San José, 16 dic (elmundo.cr) – El secretario general de Liberación Nacional, Miguel Guillén, criticó al líder del Partido Acción Ciudadana (PAC), Ottón Solís.
En un artículo publicado en el medio La Nación, Solís calificó al presidente de la República, Rodrigo Chaves, como vocero del enojo.
Según Solís “dado que esa mayoría no tiene un micrófono o una cámara de TV para expresar su rencor contra los supuestos (o reales) culpables, se desahoga con el agresivo vocabulario de los Trump y los Chaves dirigidos a las élites de las instituciones, la prensa, los negocios y del resto de la política (el establishment)”.
Ante esto, el secretario general del PLN aseguró que “si queremos superar la crisis nacional actual, debemos empezar por trascender aquello que Ottón promovió y dejó como herencia. Chaves, guste o no, es en gran medida un producto de las fisuras que Ottón abrió en el sistema político; le allanó el camino con sus ataques sistemáticos y su retórica divisiva”.
“Ottón Solís no es parte de la solución, porque nunca lo fue. Hoy critica a Chaves por ser un “vocero del enojo”, pero él mismo fue el precursor de esa misma estrategia, y con mayor intensidad y durante más años”, agregó.

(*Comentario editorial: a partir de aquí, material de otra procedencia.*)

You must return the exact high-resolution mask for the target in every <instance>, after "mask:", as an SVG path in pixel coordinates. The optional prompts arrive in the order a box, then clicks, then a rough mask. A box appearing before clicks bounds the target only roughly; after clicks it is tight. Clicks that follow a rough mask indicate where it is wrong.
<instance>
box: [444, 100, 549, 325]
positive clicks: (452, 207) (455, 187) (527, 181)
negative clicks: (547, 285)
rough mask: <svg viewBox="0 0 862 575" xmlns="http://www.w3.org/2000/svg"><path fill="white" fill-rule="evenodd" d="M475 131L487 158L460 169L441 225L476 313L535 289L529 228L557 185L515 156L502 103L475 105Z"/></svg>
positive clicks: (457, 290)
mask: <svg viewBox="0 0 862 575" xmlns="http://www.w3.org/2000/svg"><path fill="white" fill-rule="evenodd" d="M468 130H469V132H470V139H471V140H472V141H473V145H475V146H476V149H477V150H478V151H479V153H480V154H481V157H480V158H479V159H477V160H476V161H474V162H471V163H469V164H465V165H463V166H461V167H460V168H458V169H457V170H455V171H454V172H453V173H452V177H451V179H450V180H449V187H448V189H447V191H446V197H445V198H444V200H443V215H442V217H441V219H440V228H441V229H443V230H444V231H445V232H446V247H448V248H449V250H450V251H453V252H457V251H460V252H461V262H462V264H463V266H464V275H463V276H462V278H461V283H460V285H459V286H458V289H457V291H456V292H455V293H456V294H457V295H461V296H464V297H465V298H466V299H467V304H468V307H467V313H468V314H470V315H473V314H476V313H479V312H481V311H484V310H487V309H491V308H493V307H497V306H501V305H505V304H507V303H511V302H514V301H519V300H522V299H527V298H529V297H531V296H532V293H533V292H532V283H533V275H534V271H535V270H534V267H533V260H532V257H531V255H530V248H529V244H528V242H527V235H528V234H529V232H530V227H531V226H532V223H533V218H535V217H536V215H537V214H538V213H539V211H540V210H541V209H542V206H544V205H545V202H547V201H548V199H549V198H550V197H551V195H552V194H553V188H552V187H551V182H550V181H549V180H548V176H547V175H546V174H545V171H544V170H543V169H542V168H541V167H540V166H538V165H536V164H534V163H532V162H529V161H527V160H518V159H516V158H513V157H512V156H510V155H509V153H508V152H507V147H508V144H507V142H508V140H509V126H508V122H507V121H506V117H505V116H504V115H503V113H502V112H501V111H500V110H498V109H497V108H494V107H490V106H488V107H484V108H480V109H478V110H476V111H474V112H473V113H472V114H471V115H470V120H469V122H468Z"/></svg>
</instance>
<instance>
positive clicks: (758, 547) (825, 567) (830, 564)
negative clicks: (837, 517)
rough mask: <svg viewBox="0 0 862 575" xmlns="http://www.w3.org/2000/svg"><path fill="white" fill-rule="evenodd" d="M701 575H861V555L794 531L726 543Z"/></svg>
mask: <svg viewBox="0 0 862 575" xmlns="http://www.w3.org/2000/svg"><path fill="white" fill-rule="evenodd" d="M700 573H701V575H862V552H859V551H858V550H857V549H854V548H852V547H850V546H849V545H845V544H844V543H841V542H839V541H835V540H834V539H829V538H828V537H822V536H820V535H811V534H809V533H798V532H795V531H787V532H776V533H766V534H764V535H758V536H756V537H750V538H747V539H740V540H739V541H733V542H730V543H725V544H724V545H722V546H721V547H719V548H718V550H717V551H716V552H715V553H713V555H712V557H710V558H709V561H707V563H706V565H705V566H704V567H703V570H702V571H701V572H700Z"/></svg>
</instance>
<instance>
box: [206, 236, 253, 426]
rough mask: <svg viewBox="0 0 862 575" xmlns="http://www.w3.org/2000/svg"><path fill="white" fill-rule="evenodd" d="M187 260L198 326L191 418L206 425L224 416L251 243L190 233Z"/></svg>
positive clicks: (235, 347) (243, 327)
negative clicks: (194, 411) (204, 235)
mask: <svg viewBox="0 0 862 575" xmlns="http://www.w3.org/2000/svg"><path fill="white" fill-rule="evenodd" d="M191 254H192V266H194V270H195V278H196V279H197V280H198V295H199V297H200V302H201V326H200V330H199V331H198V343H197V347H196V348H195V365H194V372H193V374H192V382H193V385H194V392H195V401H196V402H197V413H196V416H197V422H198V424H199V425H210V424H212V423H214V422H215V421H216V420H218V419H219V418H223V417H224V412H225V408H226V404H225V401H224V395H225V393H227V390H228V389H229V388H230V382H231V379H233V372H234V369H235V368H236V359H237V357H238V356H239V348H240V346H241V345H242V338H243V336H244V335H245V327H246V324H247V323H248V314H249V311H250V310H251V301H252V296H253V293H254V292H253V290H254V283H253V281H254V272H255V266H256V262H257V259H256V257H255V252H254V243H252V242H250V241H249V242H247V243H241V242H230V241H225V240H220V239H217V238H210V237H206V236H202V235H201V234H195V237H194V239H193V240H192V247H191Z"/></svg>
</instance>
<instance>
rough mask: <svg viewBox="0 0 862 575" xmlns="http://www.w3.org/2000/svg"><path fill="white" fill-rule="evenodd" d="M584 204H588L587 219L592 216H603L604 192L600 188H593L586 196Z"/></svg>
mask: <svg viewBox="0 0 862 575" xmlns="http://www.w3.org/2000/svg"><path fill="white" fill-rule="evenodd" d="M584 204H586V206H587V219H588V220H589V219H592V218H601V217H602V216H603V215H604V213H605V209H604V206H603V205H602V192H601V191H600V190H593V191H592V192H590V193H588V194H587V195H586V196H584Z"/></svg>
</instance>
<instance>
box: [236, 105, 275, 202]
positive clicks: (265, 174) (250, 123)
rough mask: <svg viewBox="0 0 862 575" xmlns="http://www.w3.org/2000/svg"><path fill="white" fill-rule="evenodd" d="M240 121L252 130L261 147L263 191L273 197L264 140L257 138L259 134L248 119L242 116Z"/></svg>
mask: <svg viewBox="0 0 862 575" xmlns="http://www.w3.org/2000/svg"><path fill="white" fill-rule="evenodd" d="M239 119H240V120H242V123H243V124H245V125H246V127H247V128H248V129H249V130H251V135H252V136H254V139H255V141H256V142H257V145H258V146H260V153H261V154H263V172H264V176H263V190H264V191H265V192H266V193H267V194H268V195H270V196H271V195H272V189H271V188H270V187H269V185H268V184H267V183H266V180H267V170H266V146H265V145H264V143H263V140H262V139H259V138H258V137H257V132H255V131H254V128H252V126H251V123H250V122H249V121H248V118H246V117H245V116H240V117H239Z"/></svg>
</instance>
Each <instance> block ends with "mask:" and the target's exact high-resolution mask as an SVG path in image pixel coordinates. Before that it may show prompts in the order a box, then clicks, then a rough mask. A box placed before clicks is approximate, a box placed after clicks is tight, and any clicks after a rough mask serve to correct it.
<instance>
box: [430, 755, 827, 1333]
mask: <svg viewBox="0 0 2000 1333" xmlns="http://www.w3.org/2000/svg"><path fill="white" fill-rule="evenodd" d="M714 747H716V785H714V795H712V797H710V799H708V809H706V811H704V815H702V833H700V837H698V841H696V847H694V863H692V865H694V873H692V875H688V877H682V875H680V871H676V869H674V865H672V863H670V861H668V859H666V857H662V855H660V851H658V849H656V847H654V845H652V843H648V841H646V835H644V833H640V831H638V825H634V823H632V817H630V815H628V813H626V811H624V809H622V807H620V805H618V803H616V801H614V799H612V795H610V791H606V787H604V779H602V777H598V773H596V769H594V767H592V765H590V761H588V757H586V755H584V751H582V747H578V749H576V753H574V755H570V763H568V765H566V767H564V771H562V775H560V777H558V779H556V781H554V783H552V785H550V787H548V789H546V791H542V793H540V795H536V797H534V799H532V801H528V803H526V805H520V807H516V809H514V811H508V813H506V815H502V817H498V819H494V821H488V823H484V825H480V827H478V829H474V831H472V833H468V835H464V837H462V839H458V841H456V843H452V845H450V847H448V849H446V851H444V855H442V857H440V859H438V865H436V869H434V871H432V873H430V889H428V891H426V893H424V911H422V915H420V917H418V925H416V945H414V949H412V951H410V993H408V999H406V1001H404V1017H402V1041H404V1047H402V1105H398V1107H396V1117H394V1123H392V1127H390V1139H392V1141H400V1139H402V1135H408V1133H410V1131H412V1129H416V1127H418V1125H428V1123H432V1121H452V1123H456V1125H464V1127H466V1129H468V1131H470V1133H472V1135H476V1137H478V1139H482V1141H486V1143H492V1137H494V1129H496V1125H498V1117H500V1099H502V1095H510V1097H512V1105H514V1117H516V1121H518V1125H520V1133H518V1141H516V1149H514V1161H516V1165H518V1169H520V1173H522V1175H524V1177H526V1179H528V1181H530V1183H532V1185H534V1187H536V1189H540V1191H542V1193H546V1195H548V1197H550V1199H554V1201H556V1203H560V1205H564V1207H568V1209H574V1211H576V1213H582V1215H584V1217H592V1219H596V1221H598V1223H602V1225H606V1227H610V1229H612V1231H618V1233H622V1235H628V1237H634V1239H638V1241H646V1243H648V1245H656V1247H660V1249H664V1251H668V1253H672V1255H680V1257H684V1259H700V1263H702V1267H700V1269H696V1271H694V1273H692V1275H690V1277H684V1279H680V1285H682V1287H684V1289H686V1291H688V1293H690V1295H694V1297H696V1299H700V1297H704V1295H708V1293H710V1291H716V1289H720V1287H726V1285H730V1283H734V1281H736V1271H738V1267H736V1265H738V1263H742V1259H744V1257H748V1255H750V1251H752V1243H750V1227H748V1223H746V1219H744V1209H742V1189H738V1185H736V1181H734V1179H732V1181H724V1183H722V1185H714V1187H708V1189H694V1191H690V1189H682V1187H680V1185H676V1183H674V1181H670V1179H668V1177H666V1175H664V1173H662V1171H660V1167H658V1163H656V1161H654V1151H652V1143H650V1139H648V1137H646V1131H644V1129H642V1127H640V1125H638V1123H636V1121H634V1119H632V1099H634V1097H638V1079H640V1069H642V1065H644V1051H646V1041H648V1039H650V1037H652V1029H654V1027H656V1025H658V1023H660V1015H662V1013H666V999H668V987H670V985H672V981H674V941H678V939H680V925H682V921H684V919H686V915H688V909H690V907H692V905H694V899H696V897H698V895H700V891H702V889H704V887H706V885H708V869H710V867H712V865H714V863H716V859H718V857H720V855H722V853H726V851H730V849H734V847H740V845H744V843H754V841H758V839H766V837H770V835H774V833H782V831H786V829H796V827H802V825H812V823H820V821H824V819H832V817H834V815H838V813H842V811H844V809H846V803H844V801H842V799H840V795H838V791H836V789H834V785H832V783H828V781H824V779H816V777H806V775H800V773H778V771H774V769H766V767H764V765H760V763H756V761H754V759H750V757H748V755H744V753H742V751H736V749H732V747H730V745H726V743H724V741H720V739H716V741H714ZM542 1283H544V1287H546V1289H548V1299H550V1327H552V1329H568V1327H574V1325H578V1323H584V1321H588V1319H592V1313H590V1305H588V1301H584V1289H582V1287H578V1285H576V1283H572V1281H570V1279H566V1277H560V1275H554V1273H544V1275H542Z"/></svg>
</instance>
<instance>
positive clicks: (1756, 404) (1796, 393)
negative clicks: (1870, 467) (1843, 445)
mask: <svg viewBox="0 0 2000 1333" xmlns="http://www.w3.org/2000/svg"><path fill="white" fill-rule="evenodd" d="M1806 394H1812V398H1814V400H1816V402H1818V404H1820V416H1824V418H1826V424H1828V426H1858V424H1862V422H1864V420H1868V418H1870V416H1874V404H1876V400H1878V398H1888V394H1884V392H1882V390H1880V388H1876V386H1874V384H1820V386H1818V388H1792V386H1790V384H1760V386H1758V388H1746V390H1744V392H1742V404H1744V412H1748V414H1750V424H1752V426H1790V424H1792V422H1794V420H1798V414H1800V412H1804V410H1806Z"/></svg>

Para Guillén el legado de Solís “no es de construcción, sino de demolición: una crítica irresponsable que debilitó el sistema de partidos, satanizó la actividad política y convirtió a todo aquel que disentía de él en villano o corrupto. Si recuperar la política es el objetivo, superar a Ottón es el primer paso: rescatarla como un espacio de diálogo, equilibrio y justicia, alejado de la desilusión que él supo explotar para su beneficio personal”.
“El radicalismo de Ottón sembró las semillas de polarizaciones innecesarias y una fragmentación que, desde inicios del siglo XXI, ha erosionado la cohesión nacional. Su mensaje, lejos de iluminar, incendió; y esos incendios han alimentado la incertidumbre que hoy enfrentamos, un momento crítico sin parangón en nuestra historia reciente”, recalcó.
El liberacionista recalcó que “por mucho que Ottón quiera presentarse como un profeta advertido, es más como el médico que, tras recetar veneno, ahora se queja de los efectos secundarios”.
“Superarlo significa abandonar la política del resentimiento, evitar que la desilusión devenga en resignación y, peor aún, en anarquía o violencia. Como decía Isaiah Berlin, “la libertad negativa sin un propósito claro lleva al caos”; nuestra misión ahora es recuperar el propósito colectivo, lejos de las sombras de su discurso destructivo”, concluyó.